I hold myself to an impossible standard. The impossible standards of a perfectionist are hard to live up to. I can even recognize what I’m doing, but I do it anyway because I just feel like the bar should, for some reason, go that high. In high school, making an A never felt good enough. I had to get every question right. At the very least, I had to get the highest grade in the class. If I didn’t, it felt awful, like the wind got knocked out of me. I felt like a loser. Like a dummy. I mean, even in an Advanced Placement class, if I didn’t get the highest grade in the class, I would berate myself. Imagine how I felt when I graduated third in my class. I went on for years about how I didn’t even get second in my class. THIRD. Loser? I went to college. I graduated with honors, despite several bouts of depression, likely brought on in part by my impossible standards.

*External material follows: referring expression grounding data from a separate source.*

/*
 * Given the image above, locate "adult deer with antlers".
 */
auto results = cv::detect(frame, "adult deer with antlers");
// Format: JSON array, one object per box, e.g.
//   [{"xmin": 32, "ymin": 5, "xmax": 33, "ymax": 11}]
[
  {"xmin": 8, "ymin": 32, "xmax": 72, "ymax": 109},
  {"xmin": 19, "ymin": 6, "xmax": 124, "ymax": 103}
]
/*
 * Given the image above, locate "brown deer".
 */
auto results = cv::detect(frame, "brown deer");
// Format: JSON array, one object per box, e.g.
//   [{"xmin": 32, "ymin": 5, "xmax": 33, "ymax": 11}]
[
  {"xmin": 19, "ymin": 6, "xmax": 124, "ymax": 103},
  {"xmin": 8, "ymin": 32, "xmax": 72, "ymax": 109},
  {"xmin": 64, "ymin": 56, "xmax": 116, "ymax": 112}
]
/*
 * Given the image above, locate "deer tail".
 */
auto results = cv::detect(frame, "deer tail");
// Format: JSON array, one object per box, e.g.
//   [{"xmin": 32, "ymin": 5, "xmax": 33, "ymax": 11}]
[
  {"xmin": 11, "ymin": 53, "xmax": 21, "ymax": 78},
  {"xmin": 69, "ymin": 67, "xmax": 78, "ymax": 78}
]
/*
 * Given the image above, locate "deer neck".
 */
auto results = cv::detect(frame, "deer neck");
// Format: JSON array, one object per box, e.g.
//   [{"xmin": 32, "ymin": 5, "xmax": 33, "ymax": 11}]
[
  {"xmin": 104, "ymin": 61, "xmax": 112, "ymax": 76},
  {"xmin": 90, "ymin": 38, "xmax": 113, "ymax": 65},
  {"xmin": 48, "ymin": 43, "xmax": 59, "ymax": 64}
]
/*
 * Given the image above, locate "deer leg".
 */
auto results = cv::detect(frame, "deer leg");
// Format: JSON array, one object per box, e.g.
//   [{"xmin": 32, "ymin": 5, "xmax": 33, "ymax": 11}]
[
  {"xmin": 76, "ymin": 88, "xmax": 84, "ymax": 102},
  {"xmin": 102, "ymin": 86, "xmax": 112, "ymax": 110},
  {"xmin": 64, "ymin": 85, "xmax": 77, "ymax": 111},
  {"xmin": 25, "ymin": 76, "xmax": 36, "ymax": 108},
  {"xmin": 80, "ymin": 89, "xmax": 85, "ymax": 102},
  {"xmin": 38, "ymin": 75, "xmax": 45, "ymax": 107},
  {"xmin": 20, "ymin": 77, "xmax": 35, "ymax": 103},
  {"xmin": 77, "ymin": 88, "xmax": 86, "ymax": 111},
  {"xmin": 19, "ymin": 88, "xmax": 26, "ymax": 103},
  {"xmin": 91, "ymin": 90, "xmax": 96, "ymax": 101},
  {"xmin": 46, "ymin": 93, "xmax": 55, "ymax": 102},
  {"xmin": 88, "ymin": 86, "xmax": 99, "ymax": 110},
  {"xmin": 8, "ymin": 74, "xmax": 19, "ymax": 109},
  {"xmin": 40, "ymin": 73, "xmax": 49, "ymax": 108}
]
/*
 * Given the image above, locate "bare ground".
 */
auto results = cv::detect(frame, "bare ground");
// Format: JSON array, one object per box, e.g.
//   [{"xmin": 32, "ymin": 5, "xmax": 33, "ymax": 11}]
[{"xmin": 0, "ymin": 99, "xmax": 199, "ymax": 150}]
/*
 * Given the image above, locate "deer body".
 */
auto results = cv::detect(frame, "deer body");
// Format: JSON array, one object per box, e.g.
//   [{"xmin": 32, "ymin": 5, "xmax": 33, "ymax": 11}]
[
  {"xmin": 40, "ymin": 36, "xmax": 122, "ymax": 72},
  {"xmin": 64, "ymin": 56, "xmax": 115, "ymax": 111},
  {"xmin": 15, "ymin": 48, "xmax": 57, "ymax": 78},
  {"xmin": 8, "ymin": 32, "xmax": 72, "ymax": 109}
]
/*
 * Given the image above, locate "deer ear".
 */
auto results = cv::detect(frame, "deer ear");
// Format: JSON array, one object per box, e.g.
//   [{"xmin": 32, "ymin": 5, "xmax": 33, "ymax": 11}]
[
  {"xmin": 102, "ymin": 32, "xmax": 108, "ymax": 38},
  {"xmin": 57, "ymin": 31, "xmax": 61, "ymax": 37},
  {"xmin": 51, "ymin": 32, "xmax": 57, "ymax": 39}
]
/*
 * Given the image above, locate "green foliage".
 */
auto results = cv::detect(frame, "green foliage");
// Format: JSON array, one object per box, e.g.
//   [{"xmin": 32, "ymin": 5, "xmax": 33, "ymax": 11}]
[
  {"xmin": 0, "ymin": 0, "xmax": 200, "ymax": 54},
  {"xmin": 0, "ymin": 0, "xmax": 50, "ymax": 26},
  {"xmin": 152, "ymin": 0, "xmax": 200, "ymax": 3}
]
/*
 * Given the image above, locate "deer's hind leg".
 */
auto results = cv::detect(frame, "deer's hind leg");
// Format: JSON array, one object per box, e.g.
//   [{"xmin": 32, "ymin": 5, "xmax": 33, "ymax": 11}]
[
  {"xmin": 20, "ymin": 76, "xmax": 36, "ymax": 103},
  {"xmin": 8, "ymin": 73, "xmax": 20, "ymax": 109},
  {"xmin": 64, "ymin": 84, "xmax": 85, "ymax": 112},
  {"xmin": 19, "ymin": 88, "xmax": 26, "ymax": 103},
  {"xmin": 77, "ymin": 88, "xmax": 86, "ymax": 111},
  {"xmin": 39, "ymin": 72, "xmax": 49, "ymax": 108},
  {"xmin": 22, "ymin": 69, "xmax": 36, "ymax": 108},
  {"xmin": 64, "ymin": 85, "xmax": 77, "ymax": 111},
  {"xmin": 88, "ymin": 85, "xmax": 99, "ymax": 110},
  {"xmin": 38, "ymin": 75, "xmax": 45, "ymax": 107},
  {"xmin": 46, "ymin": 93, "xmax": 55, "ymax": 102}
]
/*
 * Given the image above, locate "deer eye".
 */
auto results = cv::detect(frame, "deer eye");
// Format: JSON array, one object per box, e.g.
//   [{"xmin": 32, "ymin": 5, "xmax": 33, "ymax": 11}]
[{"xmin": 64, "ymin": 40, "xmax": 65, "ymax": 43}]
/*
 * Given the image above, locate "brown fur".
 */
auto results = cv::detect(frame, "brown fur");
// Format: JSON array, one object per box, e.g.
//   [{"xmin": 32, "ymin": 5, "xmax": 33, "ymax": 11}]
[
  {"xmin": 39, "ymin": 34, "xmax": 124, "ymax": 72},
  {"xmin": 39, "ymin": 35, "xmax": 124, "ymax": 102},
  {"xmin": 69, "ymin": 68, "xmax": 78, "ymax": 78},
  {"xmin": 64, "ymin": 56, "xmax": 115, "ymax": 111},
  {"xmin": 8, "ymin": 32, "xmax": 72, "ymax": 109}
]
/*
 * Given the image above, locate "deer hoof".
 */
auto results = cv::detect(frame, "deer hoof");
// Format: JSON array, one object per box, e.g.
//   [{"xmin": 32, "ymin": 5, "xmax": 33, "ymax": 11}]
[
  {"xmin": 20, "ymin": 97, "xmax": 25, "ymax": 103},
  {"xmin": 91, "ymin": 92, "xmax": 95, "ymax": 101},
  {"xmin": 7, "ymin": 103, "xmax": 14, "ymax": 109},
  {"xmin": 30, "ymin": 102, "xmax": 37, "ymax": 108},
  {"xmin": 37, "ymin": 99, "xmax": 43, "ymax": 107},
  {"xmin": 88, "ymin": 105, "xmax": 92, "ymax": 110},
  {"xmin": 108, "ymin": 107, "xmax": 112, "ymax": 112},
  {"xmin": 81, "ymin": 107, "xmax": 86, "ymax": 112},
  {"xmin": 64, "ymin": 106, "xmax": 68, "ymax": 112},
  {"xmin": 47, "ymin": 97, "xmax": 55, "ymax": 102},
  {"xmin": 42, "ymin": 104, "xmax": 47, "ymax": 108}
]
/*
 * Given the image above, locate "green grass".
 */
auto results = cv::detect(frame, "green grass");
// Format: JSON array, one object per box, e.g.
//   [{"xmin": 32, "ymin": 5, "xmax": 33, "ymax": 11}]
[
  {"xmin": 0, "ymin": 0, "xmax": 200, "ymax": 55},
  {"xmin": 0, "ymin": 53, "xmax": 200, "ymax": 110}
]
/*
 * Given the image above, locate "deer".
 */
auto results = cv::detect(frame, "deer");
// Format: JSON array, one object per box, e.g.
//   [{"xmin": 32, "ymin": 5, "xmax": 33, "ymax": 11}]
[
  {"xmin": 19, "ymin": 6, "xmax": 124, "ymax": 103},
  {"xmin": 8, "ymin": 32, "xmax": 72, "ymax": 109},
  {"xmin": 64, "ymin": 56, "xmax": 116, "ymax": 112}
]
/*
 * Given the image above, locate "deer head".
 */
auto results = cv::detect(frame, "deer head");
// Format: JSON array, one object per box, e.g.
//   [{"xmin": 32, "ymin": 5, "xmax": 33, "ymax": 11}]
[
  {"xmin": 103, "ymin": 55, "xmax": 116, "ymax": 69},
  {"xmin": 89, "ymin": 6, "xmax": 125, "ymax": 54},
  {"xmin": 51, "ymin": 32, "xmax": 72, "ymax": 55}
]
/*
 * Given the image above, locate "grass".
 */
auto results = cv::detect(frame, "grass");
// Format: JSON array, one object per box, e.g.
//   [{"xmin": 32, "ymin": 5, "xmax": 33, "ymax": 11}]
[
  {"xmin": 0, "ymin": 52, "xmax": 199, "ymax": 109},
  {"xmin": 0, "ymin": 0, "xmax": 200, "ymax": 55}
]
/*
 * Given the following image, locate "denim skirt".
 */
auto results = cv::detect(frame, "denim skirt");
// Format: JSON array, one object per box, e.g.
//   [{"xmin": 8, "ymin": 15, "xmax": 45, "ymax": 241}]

If I can do it, so can you. I’m working so hard not to hold other people to the same craziness I hold myself to. It really begins to destroy relationships when you get all pissed off at someone because they didn’t do something the way you wanted them to. Perfectly. Beautifully. No, no, no! Write it this way!! OMG. What are you doing?! Stop! Just let ME do it! Yes, I’m a control freak. I mean well. I honestly do. I just want everyone else to do it to perfection. Follow the rules. Use perfect grammar. Dot every i and cross every t, because you never know when someone might come and look over your work. God forbid I should explain something more than once. I’d rather just do it all myself. The virtue of patience–something I’m learning. Lord, please help me in this endeavor.
You see, I may say the Serenity Prayer a thousand times a day, but the perfectionist inside of me screams, “BUT I WANT TO CHANGE EVERYTHING!” Let me right the wrongs of the world. Let me make the imperfections perfect. Allow me to change the lives of millions of children so none of them struggle ever again. Make the world see my child and others like him as beautiful. Make just the injustices. I can fix it all; I just know it. And yet, I know that only God has the power to oversee all that. My power has limitations, and it still drives me nuts.
One of these days, I’ll say my prayer and I’ll find peace that lasts more than a few seconds. If only they had a 12-step program for perfectionists.